Project 2 – Problem Set 1: Cross Sectional Data Analysis

Problem Set Overview

This problem set is designed to help you start your Project 2 analysis by gaining familiarity with the convenience store datasets provided. You will perform exploratory data analysis (EDA) and begin initial clustering to identify patterns in your data.

Data for this Problem Set

You will use the following datasets:

shopper_info.csv: This file contains transaction-level data, including information about the shopper, the store where the purchase was made, the products purchased (identified by GTIN), and the quantities and prices.

gtin.csv: This file provides additional details about the products, which can be linked to the shopper_info.csv file using the GTIN (Global Trade Item Number) variable.

store_info.csv: This file includes information about the stores, such as location, size, and other characteristics, which can be linked to the shopper_info.csv file using the store_id variable.

See the Canvas assignment for a downloadable codebook describing the data files.

Part 1: Specify Your Research Question

  1. Review Project 2 Instructions. Then, clearly outline the segmentation and question you will analyze:
  • Specify one segmentation area you have chosen for the analysis (customers, stores, or products).

  • Clearly articulate your research question.

  • Explain why answering this question is valuable and specify who will benefit from the insights (e.g., business executives, store managers, marketers).

Three Options for This Project

Customer Segmentation:

  • Who are the highest-spending customers?

  • Are there differences in what products customers purchase across stores?

Store Segmentation:

  • Which stores have the highest total sales?

  • Which regions or cities have the most stores?

Product Segmentation:

  • What are the top-selling products?

  • Are there clear differences in product popularity by region or store type?

Part 2: R

Complete the following steps using the provided datasets (shopper_info.csv, gtin.csv, and store_info.csv):

  1. Depending on the segment you have chosen, merge the relevant datasets appropriately - these might be two or all three datasets - and clean the dataset. Clearly document and justify all processing steps, such as:
  • Handling missing data

  • Removing outliers

  • Dropping observations

  • Transforming or aggregating variables

  • Creating new variables

  1. Using your merged and cleaned dataset, generate a table of summary statistics. The table should include at least: variable names, mean (average), standard deviation, min, and max.

  2. Write a narrative for explaining the steps you took to merge and clean your data and providing an interpretation of your data. Describe your data so that readers understand what is measured.

  3. Conduct an initial K-means clustering analysis:

  • Select relevant numeric variables based on your segmentation choice. These variables may be ones that you had to create in answering question #2.

  • Perform cluster analysis using different cluster sizes (e.g., 3-5 clusters) and explain your choice clearly.

Note: You will come back to this R script in problem set 2.

  1. Write a narrative explaining your initial clustering results, including what the clusters indicate about the dataset.

How to Submit

Create a new page on your Google Site titled Project 2 Problem Set 1. Remember: Add this as a new page to your existing website.

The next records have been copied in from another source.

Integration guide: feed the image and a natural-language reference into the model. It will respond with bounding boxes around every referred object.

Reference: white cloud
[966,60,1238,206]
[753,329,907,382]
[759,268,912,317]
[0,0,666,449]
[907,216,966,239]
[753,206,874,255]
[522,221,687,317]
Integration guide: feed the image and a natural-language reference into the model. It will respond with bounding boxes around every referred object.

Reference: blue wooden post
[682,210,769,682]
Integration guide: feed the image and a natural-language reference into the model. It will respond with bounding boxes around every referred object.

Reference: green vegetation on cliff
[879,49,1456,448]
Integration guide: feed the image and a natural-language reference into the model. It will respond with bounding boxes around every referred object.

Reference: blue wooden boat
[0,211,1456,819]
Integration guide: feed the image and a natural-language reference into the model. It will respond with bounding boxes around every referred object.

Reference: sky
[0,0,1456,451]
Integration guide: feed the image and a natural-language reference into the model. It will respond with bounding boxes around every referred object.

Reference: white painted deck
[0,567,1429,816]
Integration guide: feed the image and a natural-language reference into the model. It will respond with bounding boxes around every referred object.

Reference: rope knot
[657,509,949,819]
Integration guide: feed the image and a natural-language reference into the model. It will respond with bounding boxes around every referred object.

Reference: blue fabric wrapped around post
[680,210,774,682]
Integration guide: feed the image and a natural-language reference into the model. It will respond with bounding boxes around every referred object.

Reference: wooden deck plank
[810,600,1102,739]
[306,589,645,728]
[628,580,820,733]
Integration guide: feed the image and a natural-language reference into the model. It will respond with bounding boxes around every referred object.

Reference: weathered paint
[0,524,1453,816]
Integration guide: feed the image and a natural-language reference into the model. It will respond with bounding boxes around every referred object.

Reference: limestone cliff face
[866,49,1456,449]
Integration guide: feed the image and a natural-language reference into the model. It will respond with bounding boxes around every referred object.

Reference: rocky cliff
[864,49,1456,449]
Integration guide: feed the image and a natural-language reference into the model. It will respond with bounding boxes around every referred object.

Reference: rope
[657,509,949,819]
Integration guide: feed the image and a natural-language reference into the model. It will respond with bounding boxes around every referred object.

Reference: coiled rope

Do not create a new website.

This assignment has three components:

  1. Your Research Question
  • On your webpage for this assignment, describe the segmentations you have chosen, the research question, and who will benefit from the insights.
  1. R code
  • Comment each step of your code, including summary statistics, cluster results, and any relevant visualizations (e.g., the elbow and silhouette plots).
  1. Your Narrative
  • On your webpage for this assignment, write a narrative that corresponds with questions 4 and 6.

Submit the link to your webpage on Canvas.

Reminder: How to Use “Compile Report” Option in R

Going going forward, please use the “Compile Report” process to submit your R code. We will no longer use “sink-source-sink”.

  • Under the File menu, select Compile Report…
  • The default under “Report output format” is HTML.
  • Select Compile
  • Along the tool bar, select Open in Browser
  • Hover your cursor over white space and right click.
  • Select View page source.
  • A new screen will appear with HTML code. (Don’t worry, this might look like gibberish, but it’s not!)
  • Using your keyboard, click CTRL+A. This will highlight all of the HTML code.
  • While the HTML code is highlighted, right click and select Copy.
  • Go to your Google website.
  • Similar to as you would embed your Tableau visualization, select Embed under Insert.
  • Then, select Embed code.
  • Paste your embed code from your clipboard by either right-clicking and selecting Paste or CTRL+V.
  • Select Next.
  • Resize the image of your R script by expanding the window to fit the entire script.

Following these steps will display your entire code and output without truncation.